The house is alive with anguished memories, and there's the distinct possibility that she's being stalked by a farmhand, too. When she hears a furtive noise coming from the room at the top of the Gothic turret and decides to investigate, she beholds an apparition that forces her to confront the past. The status of the narrative is difficult to determine: what, after all, is real and what is imagined? It's hard to set aside the knowledge that Rosemary is an aficionado of the Gothic novel as floorboards creak, branches tap insistently on windows and the rustling black wings of magpies cast shadows. It's not until the very end that it all gets untangled.
King is a hugely talented writer. Her prose is effortless, whether she is writing description or dialogue, in the English of the 21st or the 19th century - there's neither fuss nor frills, but absolute conviction. As with The Sound of Butterflies, the narrative is underpinned with sound research without being overwhelmed with detail for the sake of it. She manages to evoke the atmosphere of the Gothic novel while keeping the narrative contemporary.

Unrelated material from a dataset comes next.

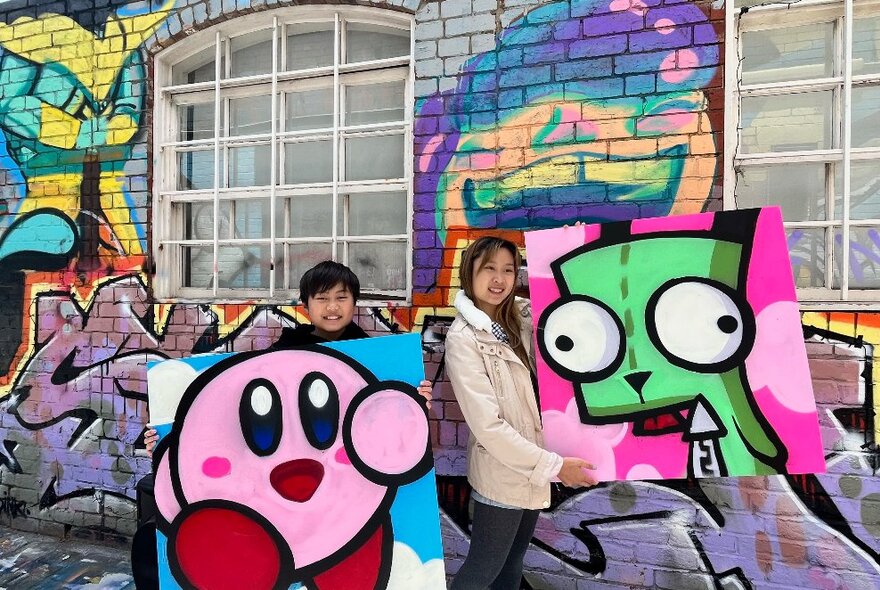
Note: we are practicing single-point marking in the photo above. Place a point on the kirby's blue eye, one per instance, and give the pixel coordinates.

The master image in the novel - that of that quintessential collector and antipodean bird of ill omen, the magpie - perches in the background and provides a harsh commentary on the mores of the Victorians, whose shoot 'n' stuff philosophy was responsible for far more of present-day New Zealand's woes than simply the extinction of the huia.
You get the sense that King hasn't fully extended herself in the writing of Magpie Hall. But that only leaves you eager to see what happens when she gives it everything.
Magpie Hall by Rachael King (Vintage $36.99)
Reviewed by John McCrystal
- John McCrystal is a Wellington writer.